When I did have dogs, I never left them outside alone, with the exception of going inside to use the bathroom, or grab something to drink real quick. I spent just as much time outside as they did. I did leave my dogs (Debo RIP, Alyia, and Axil RIP) outside one time while doing the dishes, but could see the entire back yard from the kitchen window. This is when I discovered that Debo knew how to ring the doorbell, lol. Other than that, no.. I didn't then, nor do I now, trust anyone or anything with my dogs. I don't even trust a dog left to it's own devices, lol. Alyia, being the old gal she is (9 yrs old now) resides in Ga with my ex-husband, our two daughters, and his new family. She is allowed to go in and out as she pleases while someone is home, but when noone is there to attend to her, he has kept up with the way I did things and she is brought inside where she'll be safe. She's not had to be crated since she was 2 yrs old, and she knows what furniture she's allowed on and where her bed is located. I'm going to see if my ex will take a couple pix of her with his phone and send em to me so I can update ya'll on her looks, lol. I'm sure she's still as beautiful as she was when I last saw her.


----------



## pitbullmamanatl (Jun 1, 2010)

ThaLadyPit said:


> When I did have dogs, I never left them outside alone, with the exception of going inside to use the bathroom, or grab something to drink real quick. I spent just as much time outside as they did. I did leave my dogs (Debo RIP, Alyia, and Axil RIP) outside one time while doing the dishes, but could see the entire back yard from the kitchen window. This is when I discovered that Debo knew how to ring the doorbell, lol. Other than that, no.. I didn't then, nor do I now, trust anyone or anything with my dogs. I don't even trust a dog left to it's own devices, lol. Alyia, being the old gal she is (9 yrs old now) resides in Ga with my ex-husband, our two daughters, and his new family. She is allowed to go in and out as she pleases while someone is home, but when noone is there to attend to her, he has kept up with the way I did things and she is brought inside where she'll be safe. She's not had to be crated since she was 2 yrs old, and she knows what furniture she's allowed on and where her bed is located. I'm going to see if my ex will take a couple pix of her with his phone and send em to me so I can update ya'll on her looks, lol. I'm sure she's still as beautiful as she was when I last saw her.

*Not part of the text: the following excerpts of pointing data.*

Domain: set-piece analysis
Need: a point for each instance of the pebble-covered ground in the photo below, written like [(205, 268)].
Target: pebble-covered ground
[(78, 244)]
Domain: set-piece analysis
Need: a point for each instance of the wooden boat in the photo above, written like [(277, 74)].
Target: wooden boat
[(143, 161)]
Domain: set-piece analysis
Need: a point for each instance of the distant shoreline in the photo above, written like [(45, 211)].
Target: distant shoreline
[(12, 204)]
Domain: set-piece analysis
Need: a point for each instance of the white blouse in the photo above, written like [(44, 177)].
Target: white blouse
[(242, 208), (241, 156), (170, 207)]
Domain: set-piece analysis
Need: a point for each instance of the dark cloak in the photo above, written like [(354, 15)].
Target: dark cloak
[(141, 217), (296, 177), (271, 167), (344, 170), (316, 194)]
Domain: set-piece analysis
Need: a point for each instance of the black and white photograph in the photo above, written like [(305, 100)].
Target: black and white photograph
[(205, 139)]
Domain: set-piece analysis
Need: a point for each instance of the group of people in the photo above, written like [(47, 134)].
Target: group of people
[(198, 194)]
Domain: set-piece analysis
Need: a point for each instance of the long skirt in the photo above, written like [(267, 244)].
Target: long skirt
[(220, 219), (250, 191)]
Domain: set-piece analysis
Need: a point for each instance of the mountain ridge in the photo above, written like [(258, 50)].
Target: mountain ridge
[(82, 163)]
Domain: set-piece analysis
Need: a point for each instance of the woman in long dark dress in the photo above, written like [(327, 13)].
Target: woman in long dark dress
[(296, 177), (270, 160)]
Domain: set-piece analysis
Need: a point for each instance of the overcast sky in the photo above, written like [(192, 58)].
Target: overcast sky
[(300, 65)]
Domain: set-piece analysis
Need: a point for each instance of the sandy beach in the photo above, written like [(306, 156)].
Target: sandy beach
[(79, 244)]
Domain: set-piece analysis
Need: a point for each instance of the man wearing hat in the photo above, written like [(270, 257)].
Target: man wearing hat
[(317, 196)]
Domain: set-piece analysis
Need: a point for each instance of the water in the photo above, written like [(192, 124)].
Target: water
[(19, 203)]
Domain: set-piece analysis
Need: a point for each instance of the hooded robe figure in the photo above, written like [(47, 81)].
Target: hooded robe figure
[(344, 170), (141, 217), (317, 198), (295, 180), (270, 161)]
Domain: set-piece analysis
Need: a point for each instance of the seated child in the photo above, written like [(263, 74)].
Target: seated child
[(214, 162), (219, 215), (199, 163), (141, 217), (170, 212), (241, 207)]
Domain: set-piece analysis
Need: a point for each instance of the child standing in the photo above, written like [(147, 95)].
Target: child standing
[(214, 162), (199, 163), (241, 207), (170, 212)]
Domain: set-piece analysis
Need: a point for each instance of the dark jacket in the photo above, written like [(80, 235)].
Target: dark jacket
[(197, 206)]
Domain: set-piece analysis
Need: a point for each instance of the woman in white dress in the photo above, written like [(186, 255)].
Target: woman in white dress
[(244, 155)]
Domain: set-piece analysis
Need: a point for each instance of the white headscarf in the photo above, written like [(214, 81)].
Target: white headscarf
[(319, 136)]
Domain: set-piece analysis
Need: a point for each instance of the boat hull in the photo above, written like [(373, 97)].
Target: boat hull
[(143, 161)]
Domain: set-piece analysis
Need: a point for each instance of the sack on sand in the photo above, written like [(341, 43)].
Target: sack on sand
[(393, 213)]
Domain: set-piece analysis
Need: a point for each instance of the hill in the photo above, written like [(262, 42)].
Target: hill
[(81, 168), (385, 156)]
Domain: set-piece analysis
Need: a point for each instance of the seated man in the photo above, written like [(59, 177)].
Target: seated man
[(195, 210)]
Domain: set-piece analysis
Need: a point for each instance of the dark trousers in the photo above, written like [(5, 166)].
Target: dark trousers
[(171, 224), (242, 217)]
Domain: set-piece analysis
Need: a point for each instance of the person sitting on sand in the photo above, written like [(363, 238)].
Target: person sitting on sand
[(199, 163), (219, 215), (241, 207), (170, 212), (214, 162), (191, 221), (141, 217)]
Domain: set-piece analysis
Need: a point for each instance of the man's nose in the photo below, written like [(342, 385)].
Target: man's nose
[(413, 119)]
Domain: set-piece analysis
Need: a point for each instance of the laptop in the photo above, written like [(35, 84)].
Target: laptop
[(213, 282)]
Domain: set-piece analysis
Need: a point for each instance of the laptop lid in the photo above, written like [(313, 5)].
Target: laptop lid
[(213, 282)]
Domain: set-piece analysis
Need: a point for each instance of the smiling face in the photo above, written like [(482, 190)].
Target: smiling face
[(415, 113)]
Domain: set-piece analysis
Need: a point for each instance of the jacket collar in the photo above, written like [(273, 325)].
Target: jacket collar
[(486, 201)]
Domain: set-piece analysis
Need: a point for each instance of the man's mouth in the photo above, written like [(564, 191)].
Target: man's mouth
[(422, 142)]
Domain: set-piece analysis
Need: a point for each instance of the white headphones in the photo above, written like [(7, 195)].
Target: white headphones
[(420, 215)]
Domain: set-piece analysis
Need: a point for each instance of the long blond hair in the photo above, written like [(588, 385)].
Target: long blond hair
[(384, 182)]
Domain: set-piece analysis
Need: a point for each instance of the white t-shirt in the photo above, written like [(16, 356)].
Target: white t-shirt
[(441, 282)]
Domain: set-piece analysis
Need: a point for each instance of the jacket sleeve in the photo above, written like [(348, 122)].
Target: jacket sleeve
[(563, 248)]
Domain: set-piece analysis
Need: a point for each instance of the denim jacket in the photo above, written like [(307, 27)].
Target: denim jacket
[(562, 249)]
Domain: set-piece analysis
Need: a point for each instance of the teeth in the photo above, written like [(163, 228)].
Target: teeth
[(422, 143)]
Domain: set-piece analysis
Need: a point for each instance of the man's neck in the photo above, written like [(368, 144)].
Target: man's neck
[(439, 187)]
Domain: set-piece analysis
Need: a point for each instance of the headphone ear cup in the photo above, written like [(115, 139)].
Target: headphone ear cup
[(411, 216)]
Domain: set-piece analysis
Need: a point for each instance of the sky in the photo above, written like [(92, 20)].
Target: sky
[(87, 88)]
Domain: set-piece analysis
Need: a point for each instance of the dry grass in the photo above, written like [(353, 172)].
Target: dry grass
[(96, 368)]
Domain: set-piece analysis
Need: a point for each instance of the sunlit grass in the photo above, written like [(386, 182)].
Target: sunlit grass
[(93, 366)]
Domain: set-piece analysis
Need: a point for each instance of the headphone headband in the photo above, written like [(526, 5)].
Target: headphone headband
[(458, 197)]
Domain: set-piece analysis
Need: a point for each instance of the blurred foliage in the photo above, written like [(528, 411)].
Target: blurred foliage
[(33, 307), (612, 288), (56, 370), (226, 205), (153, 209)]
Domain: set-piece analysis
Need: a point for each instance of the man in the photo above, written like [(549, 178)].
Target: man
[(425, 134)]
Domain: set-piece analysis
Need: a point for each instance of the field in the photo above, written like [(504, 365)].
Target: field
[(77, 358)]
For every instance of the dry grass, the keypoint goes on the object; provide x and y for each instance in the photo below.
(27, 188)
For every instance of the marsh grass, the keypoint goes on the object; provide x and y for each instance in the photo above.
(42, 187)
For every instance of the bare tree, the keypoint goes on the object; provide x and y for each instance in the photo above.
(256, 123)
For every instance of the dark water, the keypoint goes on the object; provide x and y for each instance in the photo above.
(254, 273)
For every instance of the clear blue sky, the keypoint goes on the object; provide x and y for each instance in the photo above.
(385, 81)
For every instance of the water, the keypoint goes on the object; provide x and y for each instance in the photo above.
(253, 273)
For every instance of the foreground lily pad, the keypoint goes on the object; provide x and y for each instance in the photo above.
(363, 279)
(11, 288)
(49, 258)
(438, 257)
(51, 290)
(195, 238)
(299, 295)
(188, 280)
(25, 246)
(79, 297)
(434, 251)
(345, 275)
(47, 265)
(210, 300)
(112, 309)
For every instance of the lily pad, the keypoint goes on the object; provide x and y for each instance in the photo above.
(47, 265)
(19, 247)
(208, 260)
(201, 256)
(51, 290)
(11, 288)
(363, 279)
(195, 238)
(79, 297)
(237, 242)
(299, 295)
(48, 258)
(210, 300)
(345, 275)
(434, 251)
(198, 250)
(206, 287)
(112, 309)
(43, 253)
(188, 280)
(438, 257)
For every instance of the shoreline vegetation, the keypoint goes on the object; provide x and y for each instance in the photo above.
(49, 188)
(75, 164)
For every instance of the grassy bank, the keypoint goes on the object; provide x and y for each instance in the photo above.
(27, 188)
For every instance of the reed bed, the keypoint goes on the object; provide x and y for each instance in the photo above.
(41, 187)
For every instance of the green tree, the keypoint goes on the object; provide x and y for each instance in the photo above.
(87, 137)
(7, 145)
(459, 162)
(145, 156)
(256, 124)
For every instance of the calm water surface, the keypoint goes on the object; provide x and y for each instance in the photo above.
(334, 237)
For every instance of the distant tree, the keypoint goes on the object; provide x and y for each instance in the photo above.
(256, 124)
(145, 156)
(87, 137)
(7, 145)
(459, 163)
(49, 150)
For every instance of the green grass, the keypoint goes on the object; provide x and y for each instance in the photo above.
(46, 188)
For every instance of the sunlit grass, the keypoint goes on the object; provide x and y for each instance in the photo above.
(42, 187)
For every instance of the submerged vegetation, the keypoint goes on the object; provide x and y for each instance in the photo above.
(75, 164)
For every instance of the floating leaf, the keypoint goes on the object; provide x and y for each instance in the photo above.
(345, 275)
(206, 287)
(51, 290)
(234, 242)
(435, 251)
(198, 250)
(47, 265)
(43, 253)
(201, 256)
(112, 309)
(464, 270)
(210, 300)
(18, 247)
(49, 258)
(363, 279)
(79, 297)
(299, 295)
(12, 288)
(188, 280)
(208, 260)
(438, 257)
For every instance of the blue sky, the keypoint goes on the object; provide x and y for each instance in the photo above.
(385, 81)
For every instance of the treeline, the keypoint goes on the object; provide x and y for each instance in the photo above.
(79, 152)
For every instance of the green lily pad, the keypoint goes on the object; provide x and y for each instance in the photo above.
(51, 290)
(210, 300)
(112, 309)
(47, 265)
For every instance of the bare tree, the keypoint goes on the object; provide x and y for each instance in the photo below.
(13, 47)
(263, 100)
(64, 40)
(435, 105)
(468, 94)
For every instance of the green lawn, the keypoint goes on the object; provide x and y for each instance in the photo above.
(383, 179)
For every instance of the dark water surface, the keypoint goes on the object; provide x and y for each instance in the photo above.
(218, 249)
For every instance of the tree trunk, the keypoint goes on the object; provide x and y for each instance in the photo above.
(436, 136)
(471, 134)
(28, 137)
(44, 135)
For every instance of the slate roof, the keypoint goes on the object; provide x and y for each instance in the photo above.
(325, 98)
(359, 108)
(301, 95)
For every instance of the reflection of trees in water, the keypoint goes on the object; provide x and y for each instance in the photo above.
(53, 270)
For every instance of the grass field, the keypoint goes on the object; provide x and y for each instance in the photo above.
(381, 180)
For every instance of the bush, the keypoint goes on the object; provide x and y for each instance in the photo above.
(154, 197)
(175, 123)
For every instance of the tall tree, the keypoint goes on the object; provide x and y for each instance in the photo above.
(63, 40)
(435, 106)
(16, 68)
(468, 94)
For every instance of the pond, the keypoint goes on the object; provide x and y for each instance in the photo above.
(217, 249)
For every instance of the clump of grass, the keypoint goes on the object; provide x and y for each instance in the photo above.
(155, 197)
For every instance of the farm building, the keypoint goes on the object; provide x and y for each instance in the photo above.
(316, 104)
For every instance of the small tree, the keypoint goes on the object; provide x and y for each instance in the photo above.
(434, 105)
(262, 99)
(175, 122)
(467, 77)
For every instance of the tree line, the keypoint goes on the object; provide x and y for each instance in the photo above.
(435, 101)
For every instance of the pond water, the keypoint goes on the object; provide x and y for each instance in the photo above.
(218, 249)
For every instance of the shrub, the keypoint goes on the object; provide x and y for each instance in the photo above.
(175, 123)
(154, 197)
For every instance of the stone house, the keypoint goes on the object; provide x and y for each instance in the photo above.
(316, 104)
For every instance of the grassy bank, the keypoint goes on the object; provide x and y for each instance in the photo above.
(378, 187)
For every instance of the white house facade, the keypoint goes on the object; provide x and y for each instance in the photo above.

*I love that Debo could ring the doorbell. Would have loved to have seen that!! Thats so awesome. RIP handsome baby dogs!*


----------



## jayandlacy (Sep 21, 2009)

Never. MY dogs are always supervised, we have a 6ft privacy fence except the back fence is still crappy chainlink. I am way too afraid of everything to leave them out. I have accidently left the oldest out, and our other that was older then him, but he's passed now, well chico the oldest oldest ran, rolling in poop somewhere and getting animal control called, my younger one, Ice, now the oldest, he stayed home barking at the front door as if saying " let me in! My brother ran away!!" And Kaos, my not so much a puppy has never ever been out of the fence cept on a leash. I don't want the breed being banned, or even just getting a bad rep in my neighborhood. Its not worth it, my dogs stay in the house, and if no one is home to watch them they stay in their room.


----------



## duckyp0o77 (Dec 5, 2008)

i used to. we used to have a 6'x8' kennel 'til my husband's uncle wanted it back. bailey was good @ digging her way under the fence until we hammered in rebar every 6". now she's in the house roaming free or in her crate when we're gone. too much that cld happen. we used to have a neighbor that acted like mr. tuff guy & said she was a danger to the neighborhood bc his vet tech brother fed him lines of pitbull myths @@. he even went as far as saying he had to get between his toddler & our fence b/c he thought she's attack her thru the fence. he said he knew an aggressive dog when he sees one @@. now i just prevent and avoid all situations and keep her in the house when we're gone. her spot is my side of the bed. i dont mind. =)

i forgot to add that we have cows behind us & thats where bailey would get out.. rolling all in the cow poo. she would come home all green & "grassy" lol its not really funny even though she was younger then. all she would do was "stir" the cows up. never had a problem w/ her attacking them. i take all precautions now. not as ignorant now as i was.


----------



## 9361 (Jun 25, 2009)

I never leave Helena out unsupervised. We live in the city. But she has free run of the house. I forgot her in our sun room a couple of times since we moved into the house. I was horrified. The windows weren't open or anything and I was gone for a few hours. I couldn't live with myself if she would have had a heat stroke or something. I ended up putting a picture of her on the back door with a sign that says "dont forget I'm outside" lol


----------



## NesOne (Feb 7, 2008)

My boy is outside 24/7, in his little fenced area. He probably comes into the house as rare as some of you let your dogs outside of the house lol.


----------



## aus_staffy (Nov 10, 2009)

pitbullmamanatl said:


> View attachment 7170


The wife beater is hilarious!


----------



## pitbullmamanatl (Jun 1, 2010)

aus_staffy said:


> The wife beater is hilarious!


LOL I photo shopped a design on the back of it that says "Back Off"
It looks so cute on him. I dress him because he lets me... :roll:
He doesn't even wake up.


----------